In the office, I tried unsucessfuly to engross myself in some novel but found I couldn't concentrate, nervous and tired from a night of total intestinal evacuation. A few old people were there and, again, I got the "Oh thats too bad" stares. I tried to relive the excitement of the fire test the day before but found I was too nervous--the possibility of rectal cancer does that to you.
I don't really remember the exam, just feeling really drunk from whatever drugs they pumped into me. Apparently at one point I demanded pictures of the inside my ass because while I was in recovery, a nurse came out and handed me a set of six snapshots that allowed for a new type of introspection.

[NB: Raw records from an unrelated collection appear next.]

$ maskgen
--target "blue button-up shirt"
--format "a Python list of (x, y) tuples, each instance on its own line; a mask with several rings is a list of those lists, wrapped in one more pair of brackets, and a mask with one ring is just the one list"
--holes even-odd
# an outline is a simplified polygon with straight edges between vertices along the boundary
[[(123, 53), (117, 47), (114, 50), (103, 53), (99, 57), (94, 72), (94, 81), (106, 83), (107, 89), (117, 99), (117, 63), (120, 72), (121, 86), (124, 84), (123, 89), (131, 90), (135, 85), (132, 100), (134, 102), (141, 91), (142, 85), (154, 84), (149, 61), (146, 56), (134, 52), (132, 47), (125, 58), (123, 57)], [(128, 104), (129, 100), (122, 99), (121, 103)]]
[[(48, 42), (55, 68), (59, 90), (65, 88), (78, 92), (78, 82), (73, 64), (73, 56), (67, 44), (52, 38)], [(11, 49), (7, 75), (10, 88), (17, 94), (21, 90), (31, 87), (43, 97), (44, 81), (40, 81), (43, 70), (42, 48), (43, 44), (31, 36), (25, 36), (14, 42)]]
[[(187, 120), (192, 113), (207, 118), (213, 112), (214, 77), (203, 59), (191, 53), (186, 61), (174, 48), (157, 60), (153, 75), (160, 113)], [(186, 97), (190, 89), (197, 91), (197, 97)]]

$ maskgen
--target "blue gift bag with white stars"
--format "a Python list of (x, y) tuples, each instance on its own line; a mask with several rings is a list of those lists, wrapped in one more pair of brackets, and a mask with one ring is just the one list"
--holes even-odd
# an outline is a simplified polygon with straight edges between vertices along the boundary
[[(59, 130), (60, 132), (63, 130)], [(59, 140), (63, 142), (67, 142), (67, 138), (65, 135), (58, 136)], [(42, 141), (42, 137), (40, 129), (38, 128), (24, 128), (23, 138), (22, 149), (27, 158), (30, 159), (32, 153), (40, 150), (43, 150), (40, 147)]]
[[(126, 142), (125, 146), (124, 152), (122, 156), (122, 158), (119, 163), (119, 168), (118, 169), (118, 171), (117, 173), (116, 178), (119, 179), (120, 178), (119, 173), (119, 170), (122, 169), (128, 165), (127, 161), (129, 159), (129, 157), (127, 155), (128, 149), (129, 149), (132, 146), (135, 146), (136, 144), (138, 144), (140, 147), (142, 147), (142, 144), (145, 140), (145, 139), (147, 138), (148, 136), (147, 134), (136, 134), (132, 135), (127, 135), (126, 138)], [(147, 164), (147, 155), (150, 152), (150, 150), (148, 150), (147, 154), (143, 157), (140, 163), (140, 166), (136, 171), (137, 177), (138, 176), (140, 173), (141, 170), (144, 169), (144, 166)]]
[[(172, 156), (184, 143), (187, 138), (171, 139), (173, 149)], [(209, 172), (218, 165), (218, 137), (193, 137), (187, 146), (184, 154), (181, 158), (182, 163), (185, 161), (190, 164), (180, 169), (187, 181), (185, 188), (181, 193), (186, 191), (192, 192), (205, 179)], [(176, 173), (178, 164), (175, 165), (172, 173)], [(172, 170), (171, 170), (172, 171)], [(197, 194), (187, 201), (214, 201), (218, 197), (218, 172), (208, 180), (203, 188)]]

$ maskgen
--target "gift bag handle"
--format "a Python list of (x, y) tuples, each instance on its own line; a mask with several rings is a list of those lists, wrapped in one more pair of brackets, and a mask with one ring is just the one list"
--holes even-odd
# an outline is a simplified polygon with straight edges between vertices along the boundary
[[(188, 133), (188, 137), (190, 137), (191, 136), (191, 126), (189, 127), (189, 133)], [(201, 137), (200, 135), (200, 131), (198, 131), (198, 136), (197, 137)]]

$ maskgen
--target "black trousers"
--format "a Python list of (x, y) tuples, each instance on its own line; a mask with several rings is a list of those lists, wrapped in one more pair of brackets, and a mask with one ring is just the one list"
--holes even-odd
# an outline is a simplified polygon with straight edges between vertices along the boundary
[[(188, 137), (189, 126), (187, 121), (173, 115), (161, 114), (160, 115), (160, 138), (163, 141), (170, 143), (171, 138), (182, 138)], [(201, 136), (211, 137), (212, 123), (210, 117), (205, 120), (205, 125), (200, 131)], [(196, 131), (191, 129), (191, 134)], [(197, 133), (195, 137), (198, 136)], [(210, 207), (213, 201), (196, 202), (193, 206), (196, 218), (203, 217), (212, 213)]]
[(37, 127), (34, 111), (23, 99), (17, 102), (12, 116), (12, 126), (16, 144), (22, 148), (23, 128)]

After finding out I was cancer free, but still suffered from an ulcer, hemroids and allergy to wheat, my first action was to purchas the largest plate of pancakes I've ever seen. Six huge flapjacks heaping with butter and syrup. My favorite meal from then on has been pancakes, its the go to food.

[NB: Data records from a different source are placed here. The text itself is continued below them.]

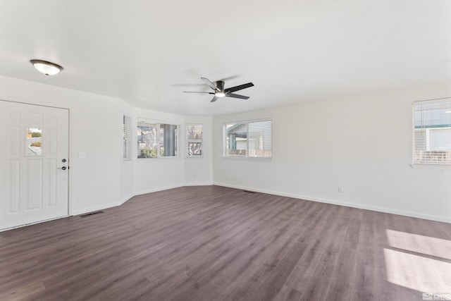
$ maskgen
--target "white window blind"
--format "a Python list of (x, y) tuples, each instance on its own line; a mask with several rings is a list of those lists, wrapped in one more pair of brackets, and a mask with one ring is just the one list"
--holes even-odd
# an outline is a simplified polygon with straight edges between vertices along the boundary
[(415, 102), (413, 163), (451, 164), (451, 99)]
[(123, 116), (123, 159), (130, 160), (132, 159), (132, 118)]
[(224, 124), (224, 156), (271, 158), (271, 120)]
[(187, 156), (202, 157), (203, 147), (203, 125), (202, 124), (187, 124)]

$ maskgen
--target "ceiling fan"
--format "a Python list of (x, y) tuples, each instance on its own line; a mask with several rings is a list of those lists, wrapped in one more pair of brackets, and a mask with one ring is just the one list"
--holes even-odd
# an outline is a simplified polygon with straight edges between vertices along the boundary
[(184, 93), (208, 93), (208, 94), (213, 94), (214, 96), (213, 97), (213, 99), (210, 102), (216, 102), (216, 100), (218, 100), (218, 98), (223, 97), (240, 98), (241, 99), (249, 99), (248, 96), (240, 95), (239, 94), (235, 94), (232, 92), (254, 86), (253, 83), (247, 82), (247, 84), (240, 85), (239, 86), (224, 89), (223, 80), (218, 80), (216, 81), (215, 85), (206, 78), (200, 78), (202, 80), (204, 80), (206, 84), (206, 85), (211, 87), (214, 92), (213, 92), (183, 91), (183, 92)]

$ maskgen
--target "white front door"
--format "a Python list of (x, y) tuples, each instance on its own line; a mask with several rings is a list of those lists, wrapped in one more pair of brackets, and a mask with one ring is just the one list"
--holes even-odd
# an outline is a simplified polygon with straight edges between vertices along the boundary
[(68, 214), (69, 112), (0, 100), (0, 230)]

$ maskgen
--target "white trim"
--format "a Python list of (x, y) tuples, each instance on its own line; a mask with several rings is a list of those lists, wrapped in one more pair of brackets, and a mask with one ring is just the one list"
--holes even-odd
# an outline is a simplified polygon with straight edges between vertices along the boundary
[(206, 183), (185, 183), (184, 186), (211, 186), (213, 182), (206, 182)]
[(14, 227), (5, 228), (4, 229), (0, 229), (0, 232), (7, 231), (8, 230), (17, 229), (18, 228), (27, 227), (28, 226), (36, 225), (37, 223), (45, 223), (46, 221), (54, 221), (56, 219), (64, 219), (66, 217), (69, 217), (67, 215), (63, 215), (62, 216), (54, 217), (49, 219), (44, 219), (44, 221), (34, 221), (32, 223), (25, 223), (25, 225), (15, 226)]
[(245, 187), (245, 186), (233, 185), (220, 183), (216, 183), (216, 182), (214, 183), (214, 185), (218, 185), (218, 186), (228, 187), (228, 188), (230, 188), (242, 189), (243, 190), (255, 191), (256, 192), (267, 193), (268, 195), (280, 195), (281, 197), (293, 197), (295, 199), (305, 199), (307, 201), (319, 202), (321, 202), (321, 203), (331, 204), (334, 204), (334, 205), (345, 206), (345, 207), (347, 207), (357, 208), (357, 209), (365, 209), (365, 210), (371, 210), (371, 211), (378, 211), (378, 212), (389, 213), (389, 214), (392, 214), (402, 215), (402, 216), (404, 216), (415, 217), (415, 218), (418, 218), (418, 219), (428, 219), (428, 220), (431, 220), (431, 221), (442, 221), (442, 222), (445, 222), (445, 223), (451, 223), (451, 218), (446, 218), (446, 217), (444, 217), (444, 216), (437, 216), (428, 215), (428, 214), (418, 214), (416, 212), (390, 209), (388, 209), (388, 208), (379, 207), (371, 206), (371, 205), (362, 205), (362, 204), (356, 204), (356, 203), (348, 203), (348, 202), (346, 202), (335, 201), (335, 200), (328, 199), (319, 199), (319, 198), (312, 197), (309, 197), (309, 196), (307, 196), (307, 195), (295, 195), (295, 194), (290, 194), (290, 193), (284, 193), (284, 192), (276, 192), (276, 191), (272, 191), (272, 190), (264, 190), (264, 189), (255, 189), (255, 188), (249, 188), (249, 187)]
[(416, 100), (415, 102), (412, 102), (412, 104), (414, 106), (418, 106), (419, 104), (441, 104), (445, 99), (448, 99), (449, 101), (451, 101), (451, 97), (435, 98), (434, 99)]
[[(128, 200), (128, 199), (128, 199), (127, 200)], [(101, 205), (94, 206), (92, 207), (85, 208), (85, 209), (79, 209), (79, 210), (74, 210), (73, 215), (73, 216), (77, 216), (77, 215), (83, 214), (88, 213), (88, 212), (92, 212), (92, 211), (98, 211), (98, 210), (102, 210), (102, 209), (109, 209), (109, 208), (116, 207), (117, 206), (122, 205), (123, 203), (127, 202), (127, 200), (125, 200), (124, 202), (114, 202), (114, 203), (103, 204)]]
[(159, 188), (152, 188), (152, 189), (149, 189), (149, 190), (135, 192), (134, 196), (145, 195), (147, 193), (151, 193), (151, 192), (156, 192), (157, 191), (167, 190), (168, 189), (178, 188), (183, 186), (185, 186), (185, 184), (174, 185), (166, 186), (166, 187)]
[(422, 163), (412, 163), (410, 167), (414, 169), (450, 169), (450, 164), (428, 164)]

Cancer free, I returned to take the actual fire physical agility test one month later. More than a little nervous from lack of energy from the recent events, I had spent the every day of the last month in the gym. Often I would go twice a day with swim and track training thrown in for good measure. For two weeks I ran with a 75 pound dumbell on my shoulder while the football players laughed at me and pretended to work out.

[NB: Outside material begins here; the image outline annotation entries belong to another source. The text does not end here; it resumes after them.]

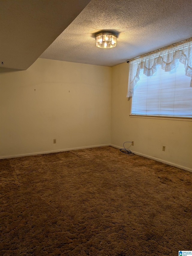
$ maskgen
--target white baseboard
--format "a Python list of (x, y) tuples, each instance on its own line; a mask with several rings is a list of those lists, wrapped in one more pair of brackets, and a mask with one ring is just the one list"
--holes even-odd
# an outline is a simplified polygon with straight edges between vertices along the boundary
[[(42, 155), (43, 154), (47, 154), (49, 153), (55, 153), (57, 152), (62, 152), (64, 151), (68, 151), (70, 150), (75, 150), (76, 149), (82, 149), (84, 148), (98, 148), (100, 147), (106, 147), (108, 146), (111, 146), (112, 147), (113, 147), (114, 148), (117, 148), (120, 149), (122, 148), (122, 147), (119, 147), (118, 146), (117, 146), (116, 145), (113, 145), (112, 144), (104, 144), (102, 145), (96, 145), (94, 146), (88, 146), (85, 147), (80, 147), (78, 148), (66, 148), (64, 149), (59, 149), (58, 150), (52, 150), (50, 151), (45, 151), (44, 152), (35, 152), (34, 153), (30, 153), (29, 154), (22, 154), (21, 155), (9, 155), (5, 156), (2, 156), (0, 157), (0, 159), (5, 159), (8, 158), (13, 158), (15, 157), (21, 157), (23, 156), (28, 156), (30, 155)], [(187, 171), (188, 171), (189, 172), (192, 172), (192, 169), (190, 168), (189, 168), (188, 167), (186, 167), (185, 166), (182, 166), (182, 165), (180, 165), (179, 164), (174, 164), (174, 163), (171, 163), (170, 162), (168, 162), (167, 161), (165, 161), (162, 159), (160, 159), (158, 158), (157, 158), (156, 157), (146, 155), (144, 154), (141, 154), (138, 152), (136, 152), (135, 151), (132, 151), (134, 154), (138, 155), (140, 155), (142, 156), (144, 156), (145, 157), (146, 157), (147, 158), (149, 158), (150, 159), (152, 159), (153, 160), (155, 160), (156, 161), (157, 161), (158, 162), (160, 162), (161, 163), (163, 163), (164, 164), (168, 164), (169, 165), (172, 165), (172, 166), (175, 166), (176, 167), (177, 167), (178, 168), (180, 168), (180, 169), (183, 169), (184, 170), (186, 170)]]
[[(122, 148), (122, 147), (119, 147), (118, 146), (116, 146), (116, 145), (112, 145), (111, 144), (111, 146), (112, 147), (113, 147), (114, 148), (119, 148), (119, 149)], [(139, 153), (138, 152), (136, 152), (135, 151), (131, 151), (136, 155), (140, 155), (142, 156), (144, 156), (145, 157), (146, 157), (147, 158), (149, 158), (150, 159), (152, 159), (153, 160), (155, 160), (156, 161), (157, 161), (158, 162), (160, 162), (161, 163), (163, 163), (164, 164), (168, 164), (169, 165), (172, 165), (172, 166), (175, 166), (175, 167), (177, 167), (178, 168), (180, 168), (180, 169), (183, 169), (184, 170), (185, 170), (186, 171), (188, 171), (189, 172), (192, 172), (192, 169), (190, 168), (189, 168), (188, 167), (186, 167), (185, 166), (182, 166), (182, 165), (180, 165), (179, 164), (174, 164), (174, 163), (171, 163), (170, 162), (168, 162), (167, 161), (165, 161), (162, 159), (160, 159), (159, 158), (157, 158), (156, 157), (149, 156), (148, 155), (146, 155), (144, 154), (142, 154), (140, 153)]]
[(55, 153), (57, 152), (62, 152), (64, 151), (68, 151), (70, 150), (75, 150), (76, 149), (83, 149), (84, 148), (99, 148), (100, 147), (106, 147), (110, 146), (110, 144), (104, 144), (102, 145), (96, 145), (94, 146), (87, 146), (86, 147), (80, 147), (79, 148), (66, 148), (64, 149), (59, 149), (58, 150), (51, 150), (50, 151), (45, 151), (41, 152), (35, 152), (34, 153), (29, 153), (26, 154), (21, 154), (21, 155), (14, 155), (5, 156), (0, 157), (0, 159), (5, 159), (7, 158), (13, 158), (15, 157), (21, 157), (22, 156), (27, 156), (30, 155), (35, 155), (43, 154), (47, 154), (49, 153)]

Of course, I was scheduled last out of a group of 35 prospective firefighters. Three of whom failed on the dreaded hose pull. Four more crapped out on the darkened maze. When I finally got up I was a bundle of nerves. As before I blew through the ladder raise event. I squeaked through the hose pull with a second to spare and drove through the seldge hammer event so fast the machine nearly broke. The 150 pound sand bag slid from my grasp and nearly pulled off a finger nail but I managed to pass with three seconds to spare. The darkened maze proved more difficult. Having been a volunteer firefighter in Rhode Island I had worked in blacked out environments but always in bunker gear. During the test all I had on was a helmet and a vest to simulate full gear. Two by fours were thrown through out the maze at odd angles and with out the padding of bunker pants I slammed a knee into a board so hard that the test proctors asked if I needed the paramedic. But I still passed. When I limped out of the maze, my knee was already blowing up, again they asked if I needed the medic but it would be an instant dequalification, so I hopped to the last event and raised an 80 pound weight and then pulled down on a 65 pound weight five times. I had to perform twenty eight repitions of this procedure over the course of four minutes to pass. As my knee took on the size of a watermelon I pushed and pulled for all I was worth, beating the hell out of that machine and getting covered in metal shavings durring the process.
After receiving a form that said I had passed I drove right to the Holden Fire/Rescue headquarters still covered in sweat and grime. The secretary laughed and asked me to wait in the hall because I apparently smelled pretty rank and processed my papers.
One of the proudest moments of my life was when I called my father on the way back from the station. He had wanted to be a firefighter in Rhode Island and had passed all of the tests but had not been hired because he lacked EMT training. He had always wanted me to go for the fire department and now I was well on my way to becoming a professional firefighter.